R.R. Donnelley & Sons Company announced its intention to offer $250 million aggregate principal amount of junior lien secured notes due 2028 (the “Notes”), subject to market conditions. The Notes will be general senior secured obligations of the Company and will be guaranteed by the Company’s domestic, wholly-owned subsidiaries that guarantee the Company’s existing term loan B credit facility (as amended, the “Term Loan Credit Agreement”) and its amended and restated senior secured asset-based revolving credit facility (as amended, the “ABL Credit Agreement”). The collateral for the Notes (i) will secure the Notes on a junior lien basis to the collateral securing the Term Loan Credit Agreement and ABL Credit Agreement and (ii) is expected to secure the Notes on a pari passu basis to approximately $38 million principal amount of the Company’s other existing indebtedness.

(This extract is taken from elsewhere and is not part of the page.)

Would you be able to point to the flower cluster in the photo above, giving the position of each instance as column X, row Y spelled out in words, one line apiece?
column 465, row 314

The Company intends to use the net proceeds from the Offering to (i) redeem in full and satisfy and discharge its 6.125% senior secured notes due 2026 including premiums and accrued and unpaid interest thereon, (ii) repay a portion of the Term Loan Credit Agreement, (iii) make a dividend to its indirect parent, RRD Parent Inc., to permit such parent to use the proceeds of such dividend to redeem a portion of its outstanding 10.00% senior notes due 2031, and (iv) pay fees and expenses in connection with the Offering. The Notes and the related subsidiary guarantees will be offered to persons reasonably believed to be qualified institutional buyers pursuant to Rule 144A under the Securities Act of 1933, as amended (the “Securities Act”), and to non-U.S. persons outside the United States pursuant to Regulation S under the Securities Act. The Notes and the related subsidiary guarantees have not been registered under the Securities Act and may not be offered or sold in the United States without registration or an applicable exemption from the registration requirements.